You are viewing a plain text version of this content. The canonical link for it is here.
Posted to dev@lucene.apache.org by Gagandeep singh <ga...@gmail.com> on 2013/08/07 04:19:56 UTC

OutOfMemoryError in TermContext.build

Hi folks

I am running a mapreduce which generates More Like This for a list of
documents. For every source document, a set of important words is picked by
generating a TermQuery for a word and seeing the score of the query using
searcher.explain()

My index size on disk is 362MB and I have started solr with 4GB of memory.
However, i'm getting this exception which i'm not able to understand:

Caused by: java.lang.OutOfMemoryError: GC overhead limit exceeded
        at
org.apache.lucene.codecs.BlockTreeTermsReader$FieldReader$SegmentTermsEnum$Frame.<init>(BlockTreeTermsReader.java:2266)
        at
org.apache.lucene.codecs.BlockTreeTermsReader$FieldReader$SegmentTermsEnum.getFrame(BlockTreeTermsReader.java:1414)
        at
org.apache.lucene.codecs.BlockTreeTermsReader$FieldReader$SegmentTermsEnum.pushFrame(BlockTreeTermsReader.java:1445)
        at
org.apache.lucene.codecs.BlockTreeTermsReader$FieldReader$SegmentTermsEnum.seekExact(BlockTreeTermsReader.java:1658)
        at org.apache.lucene.index.TermContext.build(TermContext.java:95)
        at
org.apache.lucene.search.TermQuery.createWeight(TermQuery.java:166)
        at
org.apache.lucene.search.ConstantScoreQuery$ConstantWeight.<init>(ConstantScoreQuery.java:101)
        at
org.apache.lucene.search.ConstantScoreQuery.createWeight(ConstantScoreQuery.java:270)
        at
com.bloomreach.rp.ScoreSquashingQuery.createWeight(ScoreSquashingQuery.java:46)
        at
org.apache.lucene.search.BooleanQuery$BooleanWeight.<init>(BooleanQuery.java:183)
        at
org.apache.lucene.search.BooleanQuery.createWeight(BooleanQuery.java:384)
        at
com.bloomreach.rp.ScoreSquashingQuery.createWeight(ScoreSquashingQuery.java:46)
        at
org.apache.lucene.search.IndexSearcher.createNormalizedWeight(IndexSearcher.java:675)
        at
org.apache.lucene.search.IndexSearcher.explain(IndexSearcher.java:643)
        at
org.apache.solr.search.SolrIndexSearcher.explain(SolrIndexSearcher.java:2058)
        at
com.bloomreach.rp.MLTQueryParser.computeScoreForWordOrPhrase(MLTQueryParser.java:321)

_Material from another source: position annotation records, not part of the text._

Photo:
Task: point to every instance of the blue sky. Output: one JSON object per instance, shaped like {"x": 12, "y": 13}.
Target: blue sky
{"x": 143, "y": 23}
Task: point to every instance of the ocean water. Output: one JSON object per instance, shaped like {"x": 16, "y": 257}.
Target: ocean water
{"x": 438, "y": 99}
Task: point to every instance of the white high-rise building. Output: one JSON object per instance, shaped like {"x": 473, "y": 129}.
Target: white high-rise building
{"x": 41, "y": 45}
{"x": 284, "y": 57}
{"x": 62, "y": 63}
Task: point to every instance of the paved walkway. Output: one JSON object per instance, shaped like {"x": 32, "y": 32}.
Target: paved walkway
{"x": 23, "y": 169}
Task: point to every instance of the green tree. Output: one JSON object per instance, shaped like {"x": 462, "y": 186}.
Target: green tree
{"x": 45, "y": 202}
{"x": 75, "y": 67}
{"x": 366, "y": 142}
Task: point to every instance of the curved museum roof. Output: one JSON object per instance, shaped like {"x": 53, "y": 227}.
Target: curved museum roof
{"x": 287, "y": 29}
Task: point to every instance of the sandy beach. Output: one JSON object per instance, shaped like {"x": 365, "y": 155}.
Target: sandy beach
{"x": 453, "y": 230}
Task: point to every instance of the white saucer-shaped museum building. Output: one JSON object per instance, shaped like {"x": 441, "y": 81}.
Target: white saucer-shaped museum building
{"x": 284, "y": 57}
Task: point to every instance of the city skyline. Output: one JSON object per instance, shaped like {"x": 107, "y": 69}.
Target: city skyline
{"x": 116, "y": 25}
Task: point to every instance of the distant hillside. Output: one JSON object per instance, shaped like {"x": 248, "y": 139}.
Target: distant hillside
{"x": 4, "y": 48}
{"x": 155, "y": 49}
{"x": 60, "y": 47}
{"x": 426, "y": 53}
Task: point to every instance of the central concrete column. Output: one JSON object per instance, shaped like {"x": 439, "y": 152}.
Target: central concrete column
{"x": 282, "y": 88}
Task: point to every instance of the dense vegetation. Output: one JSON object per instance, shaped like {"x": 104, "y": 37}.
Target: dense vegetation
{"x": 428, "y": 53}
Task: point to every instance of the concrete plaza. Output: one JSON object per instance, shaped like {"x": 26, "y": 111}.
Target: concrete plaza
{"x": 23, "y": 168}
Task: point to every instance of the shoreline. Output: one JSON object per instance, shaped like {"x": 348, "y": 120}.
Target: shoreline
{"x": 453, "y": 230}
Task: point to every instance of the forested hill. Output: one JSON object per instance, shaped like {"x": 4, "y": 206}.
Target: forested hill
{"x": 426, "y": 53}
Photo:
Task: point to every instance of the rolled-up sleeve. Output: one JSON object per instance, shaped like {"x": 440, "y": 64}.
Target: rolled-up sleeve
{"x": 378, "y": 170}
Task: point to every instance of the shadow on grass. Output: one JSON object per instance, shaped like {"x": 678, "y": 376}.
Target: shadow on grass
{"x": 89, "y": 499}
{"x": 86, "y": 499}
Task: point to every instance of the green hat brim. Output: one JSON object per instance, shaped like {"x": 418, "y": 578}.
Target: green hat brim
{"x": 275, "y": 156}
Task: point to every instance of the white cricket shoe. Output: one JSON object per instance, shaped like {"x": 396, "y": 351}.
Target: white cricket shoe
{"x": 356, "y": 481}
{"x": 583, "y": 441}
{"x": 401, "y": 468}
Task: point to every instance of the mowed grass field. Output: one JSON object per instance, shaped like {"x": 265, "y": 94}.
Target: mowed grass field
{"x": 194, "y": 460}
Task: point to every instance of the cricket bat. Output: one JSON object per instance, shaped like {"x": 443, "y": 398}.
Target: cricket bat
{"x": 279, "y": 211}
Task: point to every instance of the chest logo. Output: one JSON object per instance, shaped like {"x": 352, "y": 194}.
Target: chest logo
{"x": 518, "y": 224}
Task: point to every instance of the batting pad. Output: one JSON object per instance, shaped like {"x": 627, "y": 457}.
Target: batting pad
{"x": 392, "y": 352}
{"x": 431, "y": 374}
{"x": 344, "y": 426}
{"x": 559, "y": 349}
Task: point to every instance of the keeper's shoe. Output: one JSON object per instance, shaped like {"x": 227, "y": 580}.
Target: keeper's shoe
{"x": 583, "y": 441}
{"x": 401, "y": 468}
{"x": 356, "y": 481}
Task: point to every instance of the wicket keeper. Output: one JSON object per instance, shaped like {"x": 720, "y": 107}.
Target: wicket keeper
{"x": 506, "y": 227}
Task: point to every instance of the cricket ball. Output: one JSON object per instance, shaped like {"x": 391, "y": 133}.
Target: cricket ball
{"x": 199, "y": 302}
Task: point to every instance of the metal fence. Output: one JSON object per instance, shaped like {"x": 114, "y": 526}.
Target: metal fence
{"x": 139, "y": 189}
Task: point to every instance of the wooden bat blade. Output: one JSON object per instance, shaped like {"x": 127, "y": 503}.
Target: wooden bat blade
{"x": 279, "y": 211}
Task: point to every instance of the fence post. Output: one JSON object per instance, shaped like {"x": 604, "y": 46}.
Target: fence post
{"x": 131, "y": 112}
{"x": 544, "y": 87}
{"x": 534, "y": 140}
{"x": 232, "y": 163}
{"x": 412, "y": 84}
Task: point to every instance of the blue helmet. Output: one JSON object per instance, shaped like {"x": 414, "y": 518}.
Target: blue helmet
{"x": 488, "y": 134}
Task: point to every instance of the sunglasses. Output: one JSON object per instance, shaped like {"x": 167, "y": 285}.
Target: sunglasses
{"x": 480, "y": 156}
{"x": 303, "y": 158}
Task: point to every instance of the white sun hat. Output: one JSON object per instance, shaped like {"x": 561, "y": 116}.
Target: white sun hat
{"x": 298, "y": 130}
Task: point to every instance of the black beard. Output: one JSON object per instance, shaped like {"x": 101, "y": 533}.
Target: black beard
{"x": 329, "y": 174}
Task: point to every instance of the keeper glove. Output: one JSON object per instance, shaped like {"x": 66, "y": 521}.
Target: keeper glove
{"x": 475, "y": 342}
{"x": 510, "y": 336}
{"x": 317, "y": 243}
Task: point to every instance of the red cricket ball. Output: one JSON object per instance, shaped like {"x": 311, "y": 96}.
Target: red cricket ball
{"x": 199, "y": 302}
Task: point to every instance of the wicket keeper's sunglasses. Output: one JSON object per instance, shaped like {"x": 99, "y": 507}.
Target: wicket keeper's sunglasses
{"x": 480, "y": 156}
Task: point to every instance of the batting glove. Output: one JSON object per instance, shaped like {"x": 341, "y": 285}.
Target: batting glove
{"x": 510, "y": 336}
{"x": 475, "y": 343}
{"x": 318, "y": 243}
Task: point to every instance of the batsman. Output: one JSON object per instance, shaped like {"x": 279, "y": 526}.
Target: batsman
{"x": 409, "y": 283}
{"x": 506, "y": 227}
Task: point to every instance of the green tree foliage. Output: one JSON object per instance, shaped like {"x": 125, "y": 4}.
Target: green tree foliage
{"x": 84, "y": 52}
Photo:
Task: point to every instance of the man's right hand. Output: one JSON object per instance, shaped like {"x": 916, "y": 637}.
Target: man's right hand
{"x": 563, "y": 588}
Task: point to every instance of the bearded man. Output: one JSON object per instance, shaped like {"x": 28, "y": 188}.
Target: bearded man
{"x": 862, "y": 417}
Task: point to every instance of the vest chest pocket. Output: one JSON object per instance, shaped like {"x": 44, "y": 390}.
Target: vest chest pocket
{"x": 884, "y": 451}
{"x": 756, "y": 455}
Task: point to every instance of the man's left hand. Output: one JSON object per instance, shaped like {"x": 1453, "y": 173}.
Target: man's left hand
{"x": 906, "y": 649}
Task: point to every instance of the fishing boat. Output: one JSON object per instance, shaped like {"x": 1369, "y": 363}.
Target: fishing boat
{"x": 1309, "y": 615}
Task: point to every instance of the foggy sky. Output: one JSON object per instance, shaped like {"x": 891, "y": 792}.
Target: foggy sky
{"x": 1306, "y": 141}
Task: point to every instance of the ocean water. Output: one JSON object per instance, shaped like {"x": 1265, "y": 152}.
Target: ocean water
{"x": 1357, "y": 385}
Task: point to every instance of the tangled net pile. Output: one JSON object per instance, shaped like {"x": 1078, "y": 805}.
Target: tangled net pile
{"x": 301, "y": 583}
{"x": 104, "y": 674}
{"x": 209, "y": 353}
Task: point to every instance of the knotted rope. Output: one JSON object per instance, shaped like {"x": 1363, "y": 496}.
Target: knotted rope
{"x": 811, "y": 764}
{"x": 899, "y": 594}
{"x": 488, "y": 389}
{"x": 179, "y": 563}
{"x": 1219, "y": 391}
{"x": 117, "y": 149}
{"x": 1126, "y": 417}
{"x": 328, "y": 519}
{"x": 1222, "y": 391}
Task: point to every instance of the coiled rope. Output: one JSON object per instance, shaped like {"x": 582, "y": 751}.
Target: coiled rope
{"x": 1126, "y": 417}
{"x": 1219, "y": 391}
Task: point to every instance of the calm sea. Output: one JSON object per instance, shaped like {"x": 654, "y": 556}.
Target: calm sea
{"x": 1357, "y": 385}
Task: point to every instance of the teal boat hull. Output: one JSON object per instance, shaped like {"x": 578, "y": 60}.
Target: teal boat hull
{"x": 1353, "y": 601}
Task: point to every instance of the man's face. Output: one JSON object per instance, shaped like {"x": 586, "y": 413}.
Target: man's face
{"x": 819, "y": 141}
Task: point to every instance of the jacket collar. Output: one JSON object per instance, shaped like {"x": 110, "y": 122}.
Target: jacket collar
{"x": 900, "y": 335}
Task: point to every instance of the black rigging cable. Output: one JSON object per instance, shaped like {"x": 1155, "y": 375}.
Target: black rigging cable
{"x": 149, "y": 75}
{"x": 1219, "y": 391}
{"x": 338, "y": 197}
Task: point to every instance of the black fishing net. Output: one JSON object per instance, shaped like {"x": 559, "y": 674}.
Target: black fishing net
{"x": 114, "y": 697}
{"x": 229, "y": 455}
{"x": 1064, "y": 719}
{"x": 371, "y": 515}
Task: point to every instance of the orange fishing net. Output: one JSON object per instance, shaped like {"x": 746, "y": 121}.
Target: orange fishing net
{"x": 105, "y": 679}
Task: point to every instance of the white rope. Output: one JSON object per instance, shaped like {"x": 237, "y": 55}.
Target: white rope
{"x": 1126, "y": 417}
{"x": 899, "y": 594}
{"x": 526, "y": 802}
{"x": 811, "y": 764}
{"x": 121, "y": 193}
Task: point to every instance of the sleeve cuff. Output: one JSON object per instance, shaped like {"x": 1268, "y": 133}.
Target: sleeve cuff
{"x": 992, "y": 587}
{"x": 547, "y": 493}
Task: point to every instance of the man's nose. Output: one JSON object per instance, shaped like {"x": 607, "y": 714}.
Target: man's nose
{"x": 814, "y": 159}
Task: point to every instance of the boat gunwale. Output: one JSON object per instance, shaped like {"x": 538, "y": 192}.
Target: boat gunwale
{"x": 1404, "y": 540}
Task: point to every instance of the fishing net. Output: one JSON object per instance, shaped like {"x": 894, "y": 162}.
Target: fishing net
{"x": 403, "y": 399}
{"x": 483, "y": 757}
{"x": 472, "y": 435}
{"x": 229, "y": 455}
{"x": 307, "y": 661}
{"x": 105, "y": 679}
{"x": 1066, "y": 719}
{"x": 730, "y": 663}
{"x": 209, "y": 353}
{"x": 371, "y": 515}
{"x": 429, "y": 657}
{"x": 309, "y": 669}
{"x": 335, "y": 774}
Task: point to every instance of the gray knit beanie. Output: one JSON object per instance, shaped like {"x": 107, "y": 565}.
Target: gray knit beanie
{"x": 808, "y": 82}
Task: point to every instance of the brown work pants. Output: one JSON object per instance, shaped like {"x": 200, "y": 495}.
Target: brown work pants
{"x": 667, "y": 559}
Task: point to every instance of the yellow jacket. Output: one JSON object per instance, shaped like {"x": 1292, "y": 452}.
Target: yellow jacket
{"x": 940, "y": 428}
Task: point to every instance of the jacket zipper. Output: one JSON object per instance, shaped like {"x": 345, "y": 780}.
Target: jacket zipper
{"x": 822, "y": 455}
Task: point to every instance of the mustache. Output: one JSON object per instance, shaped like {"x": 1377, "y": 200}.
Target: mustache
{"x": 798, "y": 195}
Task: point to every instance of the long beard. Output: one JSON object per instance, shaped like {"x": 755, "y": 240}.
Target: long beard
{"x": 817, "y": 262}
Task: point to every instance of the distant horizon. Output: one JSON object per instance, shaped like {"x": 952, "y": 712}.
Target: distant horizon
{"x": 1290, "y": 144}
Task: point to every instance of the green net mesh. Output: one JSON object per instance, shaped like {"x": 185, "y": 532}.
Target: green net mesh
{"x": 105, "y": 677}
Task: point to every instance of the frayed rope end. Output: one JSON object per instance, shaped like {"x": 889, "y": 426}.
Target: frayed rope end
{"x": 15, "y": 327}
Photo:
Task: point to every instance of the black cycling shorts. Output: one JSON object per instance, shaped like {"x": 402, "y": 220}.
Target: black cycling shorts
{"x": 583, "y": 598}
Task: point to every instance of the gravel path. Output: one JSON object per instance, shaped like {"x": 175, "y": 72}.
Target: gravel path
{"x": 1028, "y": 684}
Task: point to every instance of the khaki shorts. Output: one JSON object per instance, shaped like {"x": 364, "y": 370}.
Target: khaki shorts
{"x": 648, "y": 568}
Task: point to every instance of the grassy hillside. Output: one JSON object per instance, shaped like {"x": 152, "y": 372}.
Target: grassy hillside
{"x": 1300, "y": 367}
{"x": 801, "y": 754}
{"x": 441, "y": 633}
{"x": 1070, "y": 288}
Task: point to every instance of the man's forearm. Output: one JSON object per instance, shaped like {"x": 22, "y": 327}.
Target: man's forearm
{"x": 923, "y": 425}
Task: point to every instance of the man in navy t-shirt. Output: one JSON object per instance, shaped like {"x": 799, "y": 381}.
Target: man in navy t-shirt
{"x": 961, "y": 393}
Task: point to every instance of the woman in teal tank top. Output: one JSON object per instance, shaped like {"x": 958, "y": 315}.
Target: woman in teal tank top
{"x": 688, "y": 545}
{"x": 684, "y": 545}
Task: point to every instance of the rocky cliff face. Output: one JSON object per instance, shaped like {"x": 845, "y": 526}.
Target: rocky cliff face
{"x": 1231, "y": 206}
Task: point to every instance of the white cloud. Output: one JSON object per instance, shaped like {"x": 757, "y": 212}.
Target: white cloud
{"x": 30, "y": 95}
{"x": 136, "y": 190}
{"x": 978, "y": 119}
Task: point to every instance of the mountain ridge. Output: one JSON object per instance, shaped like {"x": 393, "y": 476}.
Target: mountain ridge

I tried digging into the code for TermQuery.createWeight(), the function
says that its caching the term lookup:
     public Weight createWeight(IndexSearcher searcher) throws IOException {
        ...
        // make TermQuery single-pass if we don't have a PRTS or if the
context differs!
        termState = TermContext.build(context, term, true); // cache term
lookups!


But how can this cause an OOM, i thought the index is already a map from
term to doc,field,position that is loaded in memory, why is this loading
anything extra in memory?

Thanks
Gagan